What, exactly, constitutes an adventure? The definition may depend on whether you are inclined to seek out adventures or avoid them. On second thought, maybe whether you seek out adventures or avoid them depends on what kind of adventurous experiences you've had in the past—and how well they turned out.
According to one of my friends, an adventure is "going into the woods by a path no one else has used before."
According to another friend, it is "doing something really exciting and stupid, and living through it." (In some circles, this is prefaced by "Hold my beer and watch this!")
According to my father, an adventure is "something that, while it's happening, you wish you were home."
Not being the type to seek out excitement, I incline toward my father's definition. Adventures, for many people, involve excitement, exhilaration, thrills, and accomplishment. Most adventures also seem to involve being lost, under-equipped, overwhelmed, cold, wet, seriously uncomfortable, and stumbling around in the dark, sometimes metaphorically and more often literally.

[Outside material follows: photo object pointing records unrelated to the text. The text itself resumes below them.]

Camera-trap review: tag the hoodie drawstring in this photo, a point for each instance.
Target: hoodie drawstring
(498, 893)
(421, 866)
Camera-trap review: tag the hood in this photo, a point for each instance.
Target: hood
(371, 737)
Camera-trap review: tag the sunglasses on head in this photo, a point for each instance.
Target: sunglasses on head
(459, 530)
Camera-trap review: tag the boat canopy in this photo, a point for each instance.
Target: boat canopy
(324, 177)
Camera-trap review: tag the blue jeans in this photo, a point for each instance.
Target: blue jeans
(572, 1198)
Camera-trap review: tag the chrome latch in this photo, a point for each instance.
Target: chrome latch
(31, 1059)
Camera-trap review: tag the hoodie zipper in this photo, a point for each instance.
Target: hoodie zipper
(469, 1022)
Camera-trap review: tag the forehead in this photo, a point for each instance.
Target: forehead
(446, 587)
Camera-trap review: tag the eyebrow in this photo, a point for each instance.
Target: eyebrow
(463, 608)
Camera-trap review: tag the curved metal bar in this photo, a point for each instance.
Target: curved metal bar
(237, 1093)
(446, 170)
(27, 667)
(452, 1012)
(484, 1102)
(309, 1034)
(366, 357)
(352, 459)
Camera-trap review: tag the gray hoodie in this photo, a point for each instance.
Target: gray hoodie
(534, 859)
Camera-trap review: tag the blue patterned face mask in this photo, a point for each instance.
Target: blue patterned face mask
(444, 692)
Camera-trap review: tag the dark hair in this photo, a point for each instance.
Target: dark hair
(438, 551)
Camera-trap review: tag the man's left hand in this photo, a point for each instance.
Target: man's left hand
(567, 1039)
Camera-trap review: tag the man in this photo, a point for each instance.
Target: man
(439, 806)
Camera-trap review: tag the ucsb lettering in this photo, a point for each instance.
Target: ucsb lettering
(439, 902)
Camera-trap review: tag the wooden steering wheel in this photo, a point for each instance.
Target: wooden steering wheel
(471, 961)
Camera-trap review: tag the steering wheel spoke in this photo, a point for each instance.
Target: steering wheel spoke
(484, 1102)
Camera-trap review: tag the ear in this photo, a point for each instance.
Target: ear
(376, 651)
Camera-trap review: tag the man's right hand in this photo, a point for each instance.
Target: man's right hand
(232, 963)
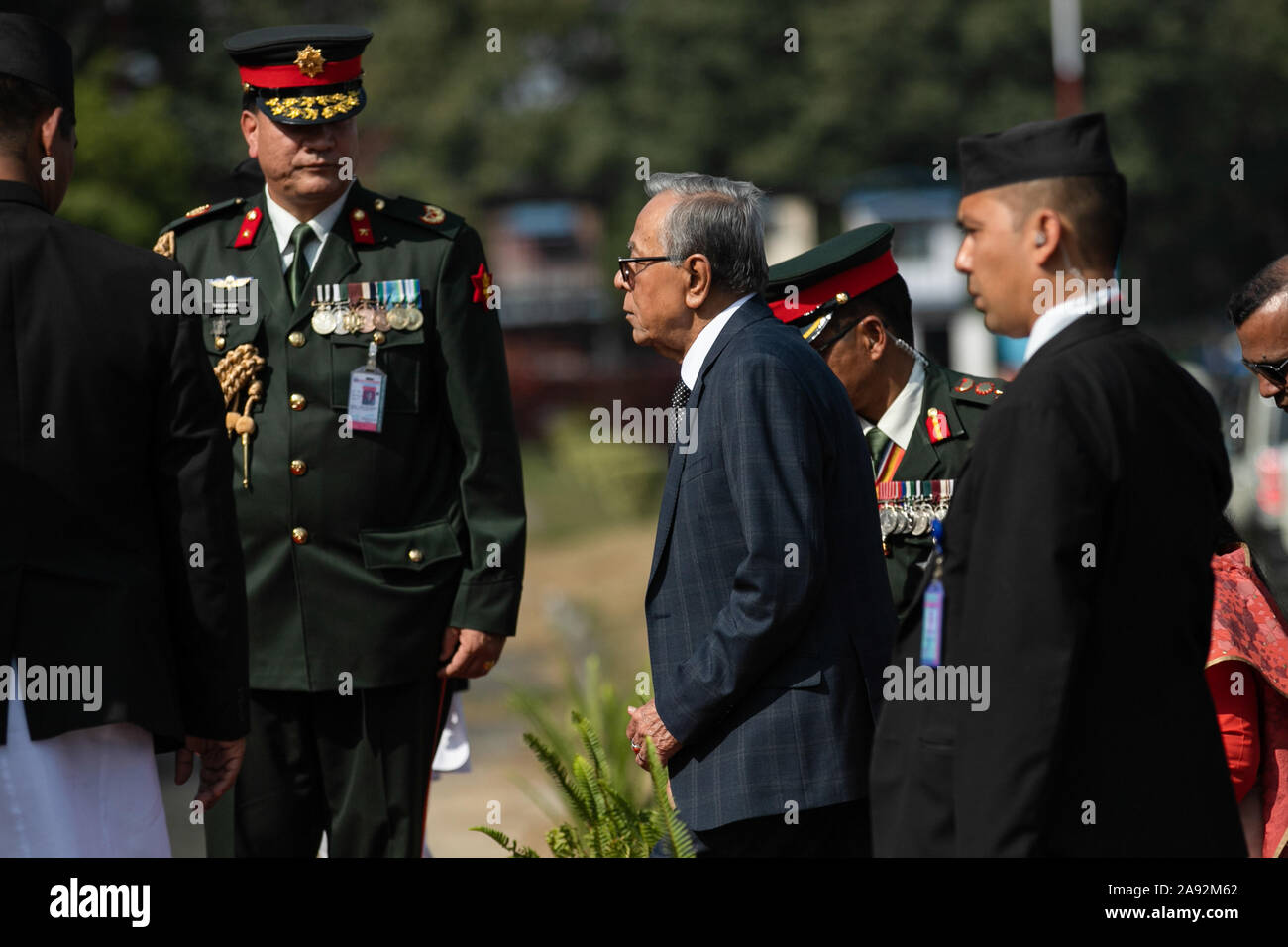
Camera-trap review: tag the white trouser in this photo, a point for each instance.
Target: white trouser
(85, 793)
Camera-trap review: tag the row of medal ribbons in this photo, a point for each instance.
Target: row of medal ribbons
(907, 508)
(368, 307)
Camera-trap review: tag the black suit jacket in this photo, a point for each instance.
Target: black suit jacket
(1077, 571)
(768, 604)
(114, 466)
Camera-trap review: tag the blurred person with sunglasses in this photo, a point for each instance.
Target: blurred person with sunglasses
(1258, 311)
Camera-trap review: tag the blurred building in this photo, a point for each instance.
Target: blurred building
(567, 342)
(923, 215)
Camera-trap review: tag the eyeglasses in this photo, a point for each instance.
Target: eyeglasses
(822, 350)
(1270, 371)
(627, 273)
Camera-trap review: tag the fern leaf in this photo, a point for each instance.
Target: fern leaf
(579, 804)
(675, 832)
(590, 740)
(505, 841)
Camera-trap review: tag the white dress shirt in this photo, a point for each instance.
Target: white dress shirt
(901, 419)
(1060, 317)
(697, 354)
(84, 793)
(284, 223)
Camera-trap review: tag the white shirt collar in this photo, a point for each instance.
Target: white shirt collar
(284, 223)
(900, 420)
(697, 354)
(1060, 317)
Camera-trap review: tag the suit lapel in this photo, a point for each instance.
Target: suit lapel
(751, 311)
(265, 263)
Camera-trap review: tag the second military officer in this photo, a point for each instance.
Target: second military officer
(919, 420)
(376, 462)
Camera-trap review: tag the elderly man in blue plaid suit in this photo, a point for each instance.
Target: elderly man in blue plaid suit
(769, 615)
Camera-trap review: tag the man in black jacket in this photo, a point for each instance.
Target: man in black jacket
(1076, 575)
(123, 609)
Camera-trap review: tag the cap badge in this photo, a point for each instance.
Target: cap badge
(309, 60)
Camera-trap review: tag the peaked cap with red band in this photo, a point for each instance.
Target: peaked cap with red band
(303, 75)
(828, 275)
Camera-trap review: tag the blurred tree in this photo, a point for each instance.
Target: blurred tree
(579, 90)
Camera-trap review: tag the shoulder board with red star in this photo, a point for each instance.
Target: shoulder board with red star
(978, 390)
(423, 214)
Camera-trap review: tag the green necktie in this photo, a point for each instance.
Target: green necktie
(299, 273)
(877, 444)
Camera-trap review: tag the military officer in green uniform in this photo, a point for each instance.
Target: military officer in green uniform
(917, 416)
(377, 480)
(919, 419)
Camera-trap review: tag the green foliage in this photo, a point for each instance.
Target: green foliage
(599, 703)
(505, 841)
(604, 822)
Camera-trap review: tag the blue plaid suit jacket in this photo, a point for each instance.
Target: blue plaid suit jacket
(769, 613)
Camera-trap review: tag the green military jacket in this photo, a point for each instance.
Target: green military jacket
(361, 549)
(962, 399)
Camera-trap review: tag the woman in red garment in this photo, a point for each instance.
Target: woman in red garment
(1247, 673)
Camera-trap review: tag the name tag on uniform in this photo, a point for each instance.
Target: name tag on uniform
(368, 394)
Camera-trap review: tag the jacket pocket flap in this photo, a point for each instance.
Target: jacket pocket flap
(412, 549)
(790, 678)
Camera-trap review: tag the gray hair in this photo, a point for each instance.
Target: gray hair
(720, 219)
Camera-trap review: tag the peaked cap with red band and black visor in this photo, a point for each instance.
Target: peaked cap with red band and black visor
(303, 75)
(829, 275)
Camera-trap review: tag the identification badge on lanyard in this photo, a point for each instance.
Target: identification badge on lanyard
(932, 605)
(368, 394)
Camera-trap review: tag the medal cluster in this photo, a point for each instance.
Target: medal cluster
(909, 508)
(368, 307)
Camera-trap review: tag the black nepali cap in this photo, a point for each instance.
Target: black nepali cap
(303, 75)
(1035, 150)
(37, 53)
(828, 275)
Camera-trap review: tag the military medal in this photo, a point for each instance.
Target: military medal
(415, 317)
(323, 317)
(339, 311)
(364, 307)
(932, 605)
(398, 313)
(381, 317)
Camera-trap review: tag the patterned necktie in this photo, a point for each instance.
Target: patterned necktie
(681, 395)
(877, 444)
(679, 398)
(299, 270)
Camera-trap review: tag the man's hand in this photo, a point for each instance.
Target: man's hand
(647, 723)
(220, 762)
(473, 654)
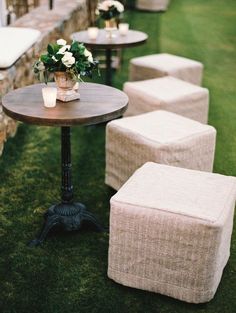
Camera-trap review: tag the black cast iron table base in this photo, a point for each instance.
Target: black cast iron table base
(68, 214)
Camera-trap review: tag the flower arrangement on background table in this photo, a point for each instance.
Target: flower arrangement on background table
(68, 63)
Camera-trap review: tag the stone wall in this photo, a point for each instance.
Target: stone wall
(67, 16)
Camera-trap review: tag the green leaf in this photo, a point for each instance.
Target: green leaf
(50, 49)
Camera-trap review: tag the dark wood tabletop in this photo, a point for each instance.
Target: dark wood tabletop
(97, 104)
(133, 38)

Oh, and did I mention being scared to death?
Regardless of the definition you use, though, and no matter whether you try to find adventure or try to keep it from finding you, there is one more component that is essential. An adventure is something that, after the fact, makes a good story.

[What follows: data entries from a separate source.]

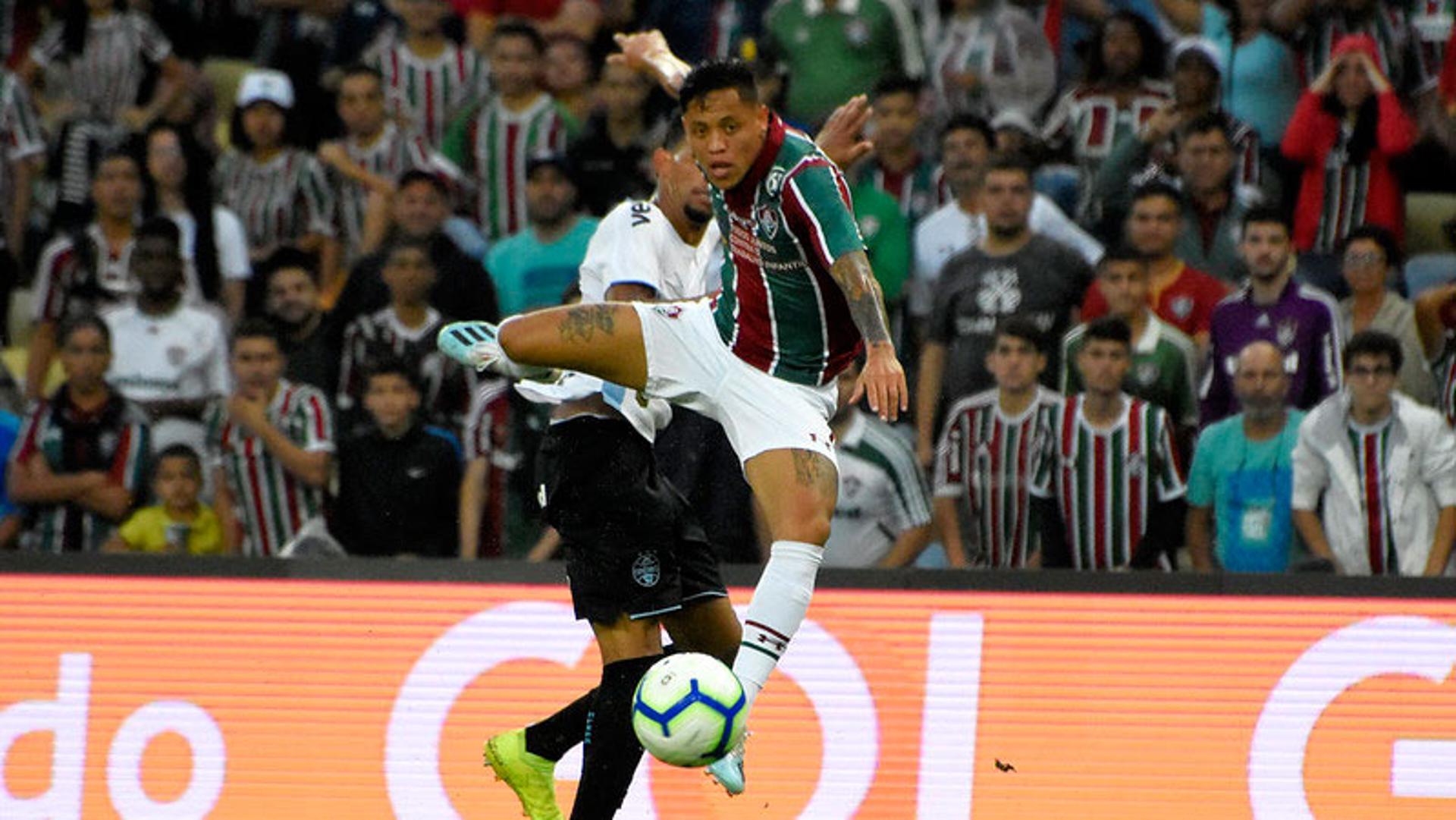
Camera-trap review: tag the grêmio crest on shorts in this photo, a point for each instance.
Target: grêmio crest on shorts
(783, 225)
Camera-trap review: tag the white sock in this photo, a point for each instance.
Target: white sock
(778, 606)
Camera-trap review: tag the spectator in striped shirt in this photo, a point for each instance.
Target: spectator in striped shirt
(1382, 471)
(987, 454)
(519, 120)
(82, 272)
(427, 79)
(278, 190)
(82, 454)
(273, 446)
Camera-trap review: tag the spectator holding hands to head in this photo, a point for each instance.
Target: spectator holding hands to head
(1375, 473)
(82, 454)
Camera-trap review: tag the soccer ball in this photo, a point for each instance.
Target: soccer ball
(689, 710)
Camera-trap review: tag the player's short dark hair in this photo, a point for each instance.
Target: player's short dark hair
(1011, 161)
(180, 452)
(1389, 245)
(362, 71)
(514, 27)
(1109, 329)
(1206, 123)
(968, 123)
(715, 76)
(1158, 188)
(159, 228)
(1021, 327)
(1373, 344)
(287, 258)
(392, 366)
(1264, 215)
(256, 328)
(896, 85)
(86, 321)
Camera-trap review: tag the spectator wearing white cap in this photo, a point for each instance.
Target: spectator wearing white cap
(1260, 74)
(278, 190)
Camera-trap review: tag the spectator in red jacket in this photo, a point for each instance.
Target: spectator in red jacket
(1346, 128)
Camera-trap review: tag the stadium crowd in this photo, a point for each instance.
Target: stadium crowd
(1174, 280)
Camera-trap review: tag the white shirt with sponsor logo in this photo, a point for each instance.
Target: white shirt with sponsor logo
(881, 492)
(180, 356)
(637, 245)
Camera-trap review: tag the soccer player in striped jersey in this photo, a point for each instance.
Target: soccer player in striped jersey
(1163, 367)
(271, 443)
(406, 331)
(1111, 468)
(517, 121)
(373, 153)
(989, 451)
(428, 80)
(280, 191)
(799, 302)
(82, 454)
(1381, 471)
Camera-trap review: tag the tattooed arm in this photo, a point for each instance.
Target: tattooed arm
(883, 379)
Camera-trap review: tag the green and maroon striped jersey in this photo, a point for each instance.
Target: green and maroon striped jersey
(271, 501)
(989, 459)
(491, 146)
(785, 225)
(1106, 479)
(428, 93)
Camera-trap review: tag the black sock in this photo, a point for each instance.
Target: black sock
(612, 752)
(557, 734)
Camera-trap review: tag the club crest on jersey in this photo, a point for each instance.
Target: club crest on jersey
(647, 570)
(1286, 331)
(767, 221)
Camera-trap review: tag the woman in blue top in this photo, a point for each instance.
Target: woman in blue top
(1261, 73)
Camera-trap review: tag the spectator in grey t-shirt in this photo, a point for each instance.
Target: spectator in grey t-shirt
(1011, 272)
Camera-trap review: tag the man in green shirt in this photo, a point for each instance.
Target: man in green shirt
(840, 49)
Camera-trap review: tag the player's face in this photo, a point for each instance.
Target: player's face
(293, 299)
(1104, 364)
(622, 92)
(1125, 286)
(362, 105)
(419, 210)
(1015, 363)
(894, 120)
(1260, 382)
(1204, 162)
(158, 267)
(549, 196)
(165, 161)
(85, 359)
(1006, 201)
(117, 188)
(1196, 83)
(1122, 50)
(516, 66)
(391, 401)
(421, 17)
(177, 482)
(680, 184)
(726, 133)
(410, 274)
(256, 366)
(1152, 226)
(1365, 267)
(1266, 250)
(1370, 381)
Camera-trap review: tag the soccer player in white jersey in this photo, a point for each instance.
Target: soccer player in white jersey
(800, 300)
(617, 513)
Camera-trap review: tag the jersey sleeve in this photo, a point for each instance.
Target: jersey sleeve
(820, 213)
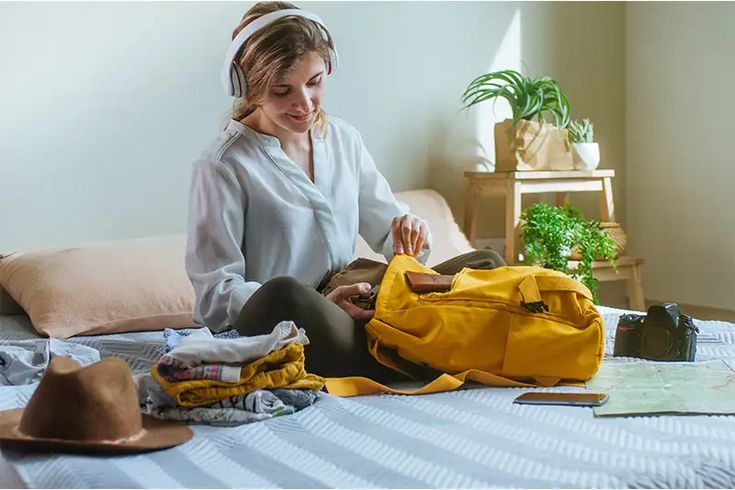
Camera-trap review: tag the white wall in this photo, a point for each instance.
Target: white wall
(105, 105)
(680, 155)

After the peak has been scaled, the runaway horse has been stopped, the baby has been delivered, the hotel in the foreign city has been found, the bleeding has been stopped, or the fire has been put out—then comes the real test.
Some time after it's over, can you sit safely among a group of friends and tell them the story? With tears or shudders, perhaps, and with slight embellishments as appropriate, but always and most important, with laughter. That's what it takes to turn an experience into a genuine adventure.